Why people mix them up: Both often look like evidential and emotional mistakes at first glance.

Exact difference: Sentimental fallacy happens when the desirability, comfort, or emotional appeal of an outcome is treated as if that were evidence that the outcome is true, feasible, or justified. Appeal to authority happens when someone treats an authority's endorsement as if it settled the issue, even when the authority is unqualified, the field is divided, or the claim still requires evidence.

Quick split: What evidence is missing, selected, or overstretched here? Then compare it with What evidence is missing, selected, or overstretched here?

Comparison

Appeal to consequences

Why people mix them up: Both often look like evidential and emotional mistakes at first glance.

Exact difference: Sentimental fallacy happens when the desirability, comfort, or emotional appeal of an outcome is treated as if that were evidence that the outcome is true, feasible, or justified. Appeal to consequences happens when someone treats the desirability or undesirability of a conclusion as if it were evidence that the conclusion is true or false.

Quick split: What evidence is missing, selected, or overstretched here?
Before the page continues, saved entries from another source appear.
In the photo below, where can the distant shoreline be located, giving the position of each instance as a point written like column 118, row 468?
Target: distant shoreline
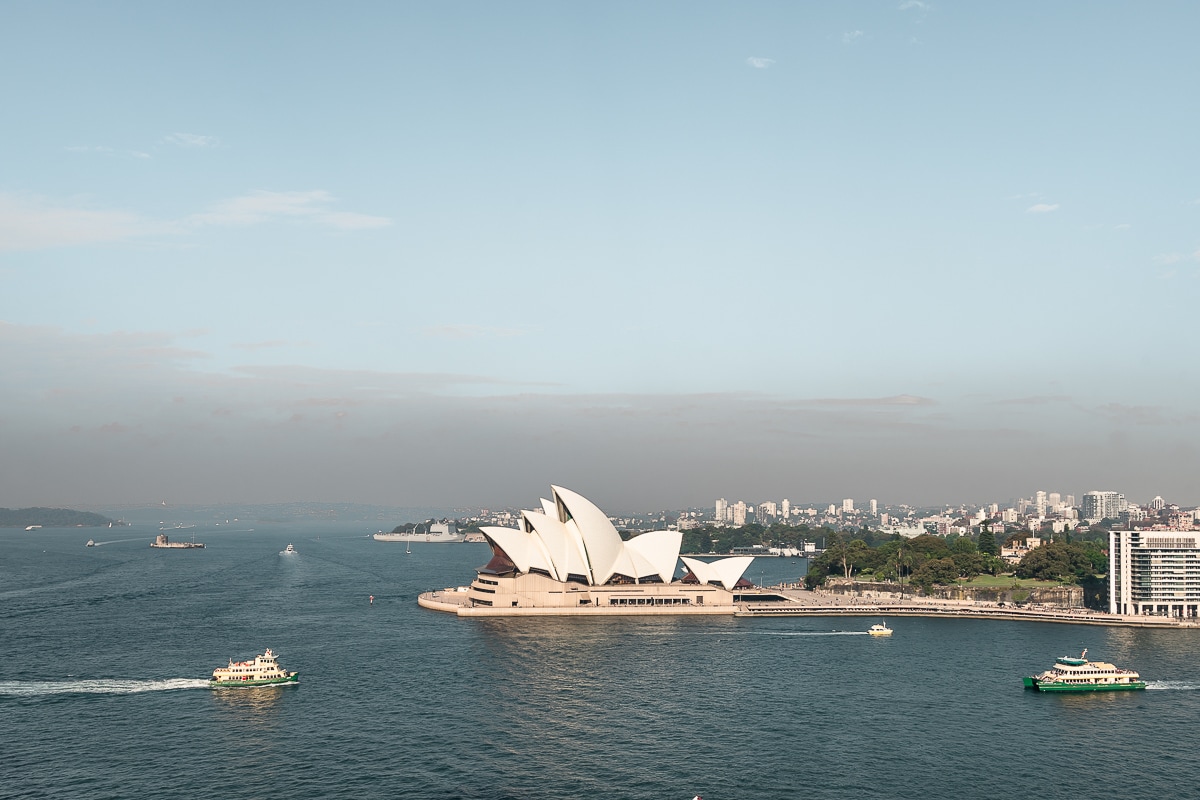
column 819, row 603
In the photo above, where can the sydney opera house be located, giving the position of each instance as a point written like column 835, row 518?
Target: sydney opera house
column 569, row 559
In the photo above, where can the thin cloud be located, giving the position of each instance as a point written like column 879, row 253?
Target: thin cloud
column 30, row 223
column 895, row 400
column 1037, row 400
column 469, row 331
column 262, row 206
column 262, row 346
column 1175, row 258
column 192, row 140
column 36, row 223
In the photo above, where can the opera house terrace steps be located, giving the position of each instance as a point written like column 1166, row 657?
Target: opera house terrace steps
column 568, row 559
column 799, row 602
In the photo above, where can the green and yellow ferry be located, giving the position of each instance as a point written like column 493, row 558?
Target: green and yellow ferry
column 263, row 671
column 1079, row 674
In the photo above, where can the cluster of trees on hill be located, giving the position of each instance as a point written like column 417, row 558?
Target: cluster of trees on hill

Then compare it with What evidence is missing, selected, or overstretched here?

Practice And Repair

Extra teaching tools that show why the fallacy is persuasive, what to look for, and how to correct it.

Why it matters

Why this mistake matters

Sentimental fallacy threatens rationality because the desirability, comfort, or emotional appeal of an outcome is treated as if that were evidence that the outcome is true, feasible, or justified.

Main reasoning problem

The desirability, comfort, or emotional appeal of an outcome is treated as if that were evidence that the outcome is true, feasible, or justified.

Why this kind of mistake matters

It overstates, understates, cherry-picks, or misallocates the force of evidence.

Check yourself

The assessment area now uses mixed 10-question sets, so the fallacy is not announced in the title before the quiz begins.

What the assessment does

You will work through a mixed set of fallacy-identification questions. Focused links from a fallacy page will quietly include this fallacy among nearby look-alikes without announcing the answer in the page title.

Questions to ask

Use these category-based prompts to audit similar arguments.

Prompt 1

What evidence is missing, selected, or overstretched here?

Prompt 2

Would the argument still persuade if the emotional force were removed?

Case studies

Each case study explains why the example fits the fallacy and links back to its source whenever source information is available.

Fundraising pitches, miracle-cure stories, and uplifting viral posts often rely on the emotional payoff of the conclusion to make scrutiny feel mean or unnecessary. The fallacy here is Sentimental fallacy: the desirability, comfort, or emotional appeal of an outcome is treated as if that were evidence that the outcome is true, feasible, or justified. That matters here because emotional attraction can explain why we want a conclusion, but not whether the conclusion is supported. A better analysis would remember that a heartwarming possibility can still be false or impractical.

Public debate about policy sometimes slides from 'this would be compassionate' to 'therefore it must be workable and correct,' skipping the harder evidential and tradeoff questions. The fallacy here is Sentimental fallacy: the desirability, comfort, or emotional appeal of an outcome is treated as if that were evidence that the outcome is true, feasible, or justified. That matters here because emotional attraction can explain why we want a conclusion, but not whether the conclusion is supported. A better analysis would remember that a heartwarming possibility can still be false or impractical.

Related fallacies

Nearby entries chosen by shared categories and family resemblance.